CTS Terms and Conditions
TERMS AND CONDITIONS OF SALE
1. INTERPRETATION
1.1 In these Terms and Conditions, the words have the following meanings:-
“The Seller” shall mean CTS Bridges Limited
“The Goods” shall mean the goods or services (including any instalment on the goods or any parts of them) which the Seller is to supply in accordance with these conditions.
“The Buyer” shall mean the person who accepts a quotation of the Seller for the Sale of the Goods or Services or whose order for the goods is accepted by the Seller.
“The Conditions” means the Terms and Conditions of Sale set out in this document (unless the contract otherwise requires) and includes any special terms and conditions agreed in writing between the Buyer and the Seller.
“The Contract” means the Contract for the purchase and sale of the goods and/or services
“Writing” includes e-mail, facsimile, letters and comparable means of communication
1.2 The headings in these Conditions are for convenience only and shall not affect their interpretation.
2. CONDITIONS OF SALE PREVAIL
2.1 These Terms and Conditions prevail in any transaction made with the Seller except where expressly agreed in writing by the Seller.
2.2 The Seller shall sell and the Buyer shall purchase the goods in accordance with any quotation of the Seller which is accepted by the Buyer or any order of the Buyer which is accepted by the Seller subject in either case to these Conditions which shall govern the Contract to the exclusion of any other terms and conditions subject to which any quotation is accepted or purported to be accepted or any such order is made or purported to be made by the Buyer.
3. CANCELLATION
3.1 No order which has been accepted by the Seller may be cancelled by the Buyer except with the agreement in writing of the Seller and on the terms that the Buyer shall indemnify the Seller in full against all loss (including loss of profit) costs, (including the cost of all labour and materials used) damages charges and expenses incurred by the Seller as a result of cancellation.
4. PRICE OF GOODS/SERVICES
4.1 The price of goods and/or services shall be the Sellers quoted price. They do not include for any reductions due to retention or discounts of any kind. The quotes price is the NETT price due to the Seller and any variations can only be agreed in writing by the Seller. All prices quoted will be exclusive of VAT where applicable.
5. TERMS OF PAYMENT
5.1 Credit terms – If the buyer is assessed by the Seller to be eligible for credit terms, the Buyer must pay for the goods and/or services in full within 28 days of the goods being delivered/despatched or the services carried out by the Seller. Any variation to this must have been agreed in writing with the Seller.
5.2 Non Account Holders – The Buyer must pay for the goods and/or services on a ‘Pro-Forma’ invoice basis prior to despatch/performance of the goods and/or services.
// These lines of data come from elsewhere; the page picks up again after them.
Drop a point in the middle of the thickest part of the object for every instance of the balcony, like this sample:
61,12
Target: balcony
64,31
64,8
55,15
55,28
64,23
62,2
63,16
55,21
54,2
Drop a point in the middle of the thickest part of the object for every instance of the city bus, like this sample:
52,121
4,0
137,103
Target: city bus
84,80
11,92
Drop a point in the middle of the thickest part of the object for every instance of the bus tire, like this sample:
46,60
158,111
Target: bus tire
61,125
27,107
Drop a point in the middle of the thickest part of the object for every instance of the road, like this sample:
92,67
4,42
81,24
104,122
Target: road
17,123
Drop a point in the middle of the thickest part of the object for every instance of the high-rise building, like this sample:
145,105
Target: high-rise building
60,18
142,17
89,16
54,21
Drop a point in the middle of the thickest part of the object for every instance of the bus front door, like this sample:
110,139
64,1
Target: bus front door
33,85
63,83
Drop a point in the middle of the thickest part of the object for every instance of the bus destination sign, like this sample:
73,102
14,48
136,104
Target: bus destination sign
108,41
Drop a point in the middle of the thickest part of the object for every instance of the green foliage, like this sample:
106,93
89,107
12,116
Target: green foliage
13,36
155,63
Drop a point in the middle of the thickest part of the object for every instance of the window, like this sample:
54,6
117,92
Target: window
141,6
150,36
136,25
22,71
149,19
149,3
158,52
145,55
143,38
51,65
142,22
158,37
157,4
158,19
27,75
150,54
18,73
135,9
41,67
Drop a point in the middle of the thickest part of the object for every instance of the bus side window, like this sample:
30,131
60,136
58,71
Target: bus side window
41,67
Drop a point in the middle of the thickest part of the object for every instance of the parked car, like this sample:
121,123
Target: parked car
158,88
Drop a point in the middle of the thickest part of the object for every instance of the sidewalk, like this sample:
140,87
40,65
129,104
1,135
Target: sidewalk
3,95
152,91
Once payment has been received in accordance with the Pro-Forma from the Buyer an appropriate VAT invoice will be issued by the Seller to the Buyer and the goods/services arranged to be manufactured/carried out.
6. COLLECTION BY BUYER
6.1 If goods are to be collected by the Buyer then the Seller shall invoice the Buyer after the Seller has notified the Buyer in writing that the goods are ready for collection. The payment date then becomes this collection date in the case of a credit sale.
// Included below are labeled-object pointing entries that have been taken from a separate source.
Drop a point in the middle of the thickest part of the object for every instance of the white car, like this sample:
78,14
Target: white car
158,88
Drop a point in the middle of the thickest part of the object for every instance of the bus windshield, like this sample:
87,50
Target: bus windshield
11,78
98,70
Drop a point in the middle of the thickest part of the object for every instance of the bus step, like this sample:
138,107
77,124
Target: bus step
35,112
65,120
7. FAILURE TO PAY IN DUE TIME
7.1 If the Buyer fails to make payment on the due date, then without prejudice to any other right or remedy available to the Seller, the Seller shall be entitled to charge interest both before and after any judgement on the amount unpaid at a rate of 5% above the base rate of Barclays Bank plc for the time being in force until the date of payment.
8. DELIVERY
8.1 Unless otherwise agreed in writing with the Seller; it is the responsibility of the Buyer to off-load the goods from the delivery vehicle. Whilst every endeavour will be made to deliver at the times stated, we do not bind ourselves to deliver at such times. The Seller will not be liable for any delay in delivering the Goods however caused. Time for delivery shall not be of the essence unless previously agreed by the Seller in writing to be the case.
9. STORAGE
9.1 Failure by the Buyer to accept the goods when tendered will mean the Seller is entitled to treat such failure as a repudiation of the Contract and may charge a storage fee for the goods at a rate of £20 per week or £20 per square metre occupied each week; whichever is the greater.
10. RISK
10.1 Risk of damage or Loss of Goods shall pass to the Buyer
a) In the case of goods to be delivered and installed on site by the Seller – when the goods are installed on site.
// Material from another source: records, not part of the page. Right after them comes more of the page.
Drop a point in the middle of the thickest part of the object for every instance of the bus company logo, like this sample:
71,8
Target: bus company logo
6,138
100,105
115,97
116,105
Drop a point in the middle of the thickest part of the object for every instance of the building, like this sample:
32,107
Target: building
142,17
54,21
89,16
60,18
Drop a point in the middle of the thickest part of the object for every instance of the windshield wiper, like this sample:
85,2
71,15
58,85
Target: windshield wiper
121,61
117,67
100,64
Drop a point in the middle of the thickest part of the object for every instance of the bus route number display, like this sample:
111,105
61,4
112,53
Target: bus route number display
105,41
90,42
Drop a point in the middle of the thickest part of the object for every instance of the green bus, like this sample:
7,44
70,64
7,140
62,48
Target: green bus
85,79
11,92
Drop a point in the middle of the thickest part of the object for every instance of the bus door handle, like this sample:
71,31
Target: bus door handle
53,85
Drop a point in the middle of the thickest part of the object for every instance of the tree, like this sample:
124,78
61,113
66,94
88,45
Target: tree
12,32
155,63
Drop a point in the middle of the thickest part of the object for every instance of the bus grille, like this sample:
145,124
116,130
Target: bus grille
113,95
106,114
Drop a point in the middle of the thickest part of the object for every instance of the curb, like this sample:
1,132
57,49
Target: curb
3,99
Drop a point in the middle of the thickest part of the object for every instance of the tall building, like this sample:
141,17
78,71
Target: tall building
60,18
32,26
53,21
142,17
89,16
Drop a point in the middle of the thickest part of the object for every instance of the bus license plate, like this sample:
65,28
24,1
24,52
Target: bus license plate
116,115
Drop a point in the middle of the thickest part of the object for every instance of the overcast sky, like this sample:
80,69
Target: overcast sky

b) In the case of goods collected by the Buyer – when the goods are collected.
c) If the Seller agrees with the Buyer to send to the goods by national carrier:- when the goods are collected by the carrier service at the Seller’s premises.
11. RETENTION OF TITLE OF GOODS
11.1 Until the purchase price of the goods and/or services has been fully paid (if by cheque then only upon clearance).
a) The goods/services whether fixed as part of other works or not or on property owned by the Buyer or not; remain totally in the ownership of the Seller (notwithstanding the delivery of the same and passing of risk therein).
11.2 Until title of the goods has passed to the Buyer, the Buyer shall not purport to be the owner of the Goods and shall not show such Goods on stock or in its accounts.
11.3 Nothing in these Terms and Conditions shall:
a) entitle the Buyer to return the goods or delay payment for them.
b) render the Seller liable to any third party or warranty made or given by the Buyer to such a third party in relation to the goods.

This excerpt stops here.